Don Luigi era tanto contento quella sera, che non si diè pensiero di questo piccolo incidente e continuò il discorso.
Mi scordai di riferirgli la promessa data ad Aminta.
Però egli mi tradì subito involontariamente. Non sì tosto, rientrando in casa, ci imbattemmo nel giovinetto, gli corse incontro, lo prese sottobraccio e avviandosi verso lo studio, gli spiattellò senz’altro quanto sapeva sul conto suo, e si affrettò a rassicurarlo dichiarando che, essendosi incaricato del suo avvenire, non solo non intendeva fargli violenza, ma sentiva l’obbligo di aiutarlo a cercare una carriera che fosse interamente di suo genio.

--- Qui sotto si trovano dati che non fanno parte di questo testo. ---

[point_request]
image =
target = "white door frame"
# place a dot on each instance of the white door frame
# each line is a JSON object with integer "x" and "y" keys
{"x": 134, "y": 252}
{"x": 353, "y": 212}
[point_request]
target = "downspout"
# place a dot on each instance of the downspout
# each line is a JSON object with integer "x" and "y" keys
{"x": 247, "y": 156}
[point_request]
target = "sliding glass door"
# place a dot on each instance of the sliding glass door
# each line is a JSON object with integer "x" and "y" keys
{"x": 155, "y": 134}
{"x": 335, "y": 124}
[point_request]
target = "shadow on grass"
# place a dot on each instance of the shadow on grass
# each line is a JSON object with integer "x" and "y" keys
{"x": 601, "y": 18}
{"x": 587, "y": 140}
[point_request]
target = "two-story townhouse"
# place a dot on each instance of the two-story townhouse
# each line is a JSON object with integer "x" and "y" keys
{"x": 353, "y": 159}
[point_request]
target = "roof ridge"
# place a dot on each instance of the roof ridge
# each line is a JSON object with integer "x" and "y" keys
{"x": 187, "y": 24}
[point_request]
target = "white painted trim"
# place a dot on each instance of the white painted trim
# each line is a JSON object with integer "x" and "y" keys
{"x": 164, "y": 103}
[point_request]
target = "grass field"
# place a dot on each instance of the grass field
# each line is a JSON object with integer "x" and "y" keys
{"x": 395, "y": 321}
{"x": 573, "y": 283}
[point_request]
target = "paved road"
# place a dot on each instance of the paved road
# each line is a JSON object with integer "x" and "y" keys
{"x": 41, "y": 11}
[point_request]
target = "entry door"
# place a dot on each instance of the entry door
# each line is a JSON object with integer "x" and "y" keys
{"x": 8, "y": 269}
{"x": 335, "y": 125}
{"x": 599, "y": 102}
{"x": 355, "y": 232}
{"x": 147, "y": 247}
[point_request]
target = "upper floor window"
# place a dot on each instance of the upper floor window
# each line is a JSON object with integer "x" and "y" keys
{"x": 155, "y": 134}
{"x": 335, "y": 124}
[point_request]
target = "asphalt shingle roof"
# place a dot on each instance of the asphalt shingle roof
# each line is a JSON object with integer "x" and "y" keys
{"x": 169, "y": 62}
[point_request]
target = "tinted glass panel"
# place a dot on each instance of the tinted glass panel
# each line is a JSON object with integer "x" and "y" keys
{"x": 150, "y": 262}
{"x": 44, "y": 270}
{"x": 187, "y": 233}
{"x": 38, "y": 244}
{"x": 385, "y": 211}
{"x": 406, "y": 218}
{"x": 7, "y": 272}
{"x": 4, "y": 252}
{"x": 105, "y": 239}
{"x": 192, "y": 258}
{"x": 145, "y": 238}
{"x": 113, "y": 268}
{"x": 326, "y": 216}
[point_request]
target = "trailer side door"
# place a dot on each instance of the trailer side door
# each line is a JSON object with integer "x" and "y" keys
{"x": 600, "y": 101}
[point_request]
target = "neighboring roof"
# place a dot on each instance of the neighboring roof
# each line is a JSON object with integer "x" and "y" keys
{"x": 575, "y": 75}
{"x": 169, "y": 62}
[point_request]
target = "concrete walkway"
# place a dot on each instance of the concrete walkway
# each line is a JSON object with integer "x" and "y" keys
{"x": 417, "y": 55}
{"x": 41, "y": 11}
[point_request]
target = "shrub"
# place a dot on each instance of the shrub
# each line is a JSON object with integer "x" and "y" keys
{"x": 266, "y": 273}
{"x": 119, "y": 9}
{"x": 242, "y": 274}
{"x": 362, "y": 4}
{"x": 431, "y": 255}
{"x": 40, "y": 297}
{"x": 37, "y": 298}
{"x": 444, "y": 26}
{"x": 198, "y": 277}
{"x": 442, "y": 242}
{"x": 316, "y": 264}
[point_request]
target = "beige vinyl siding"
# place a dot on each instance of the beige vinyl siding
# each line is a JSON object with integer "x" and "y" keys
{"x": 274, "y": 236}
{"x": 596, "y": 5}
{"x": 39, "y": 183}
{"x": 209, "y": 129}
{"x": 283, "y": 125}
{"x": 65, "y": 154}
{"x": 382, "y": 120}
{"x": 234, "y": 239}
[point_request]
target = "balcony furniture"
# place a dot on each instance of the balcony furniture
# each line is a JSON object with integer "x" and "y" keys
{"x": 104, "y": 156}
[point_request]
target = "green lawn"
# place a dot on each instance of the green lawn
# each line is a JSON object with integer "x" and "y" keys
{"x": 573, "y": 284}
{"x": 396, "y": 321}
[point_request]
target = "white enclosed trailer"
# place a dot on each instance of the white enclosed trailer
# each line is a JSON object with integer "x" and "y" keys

Infine Aminta mi fu riconoscente di avere precipitata questa spiegazione tanto temuta e così insperatamente gradevole.
Dapprincipio il poveretto non osava quasi credere alle proprie orecchie: poi rimaneva interdetto: provava una terribile soggezione del suo successo.
Passammo una gioconda, una deliziosa serata. Si fecero i più lieti pronostici e i più vari disegni per l’avvenire di Aminta.
Anche Mansueta fu chiamata a intervenire nella conversazione. Ella, a dir il vero, ci teneva moltissimo alla ordinazione del nipote. La povera vecchierella non conosceva nel mondo nulla di più augusto che il rocchetto sacerdotale. Per lei i gradi ecclesiastici erano le anella di una catena che legava il mondo al paradiso e doveva finire in mano a Dio addirittura, Ma l’autorevole parere di don Luigi bastava a dissipare tutti i suoi scrupoli.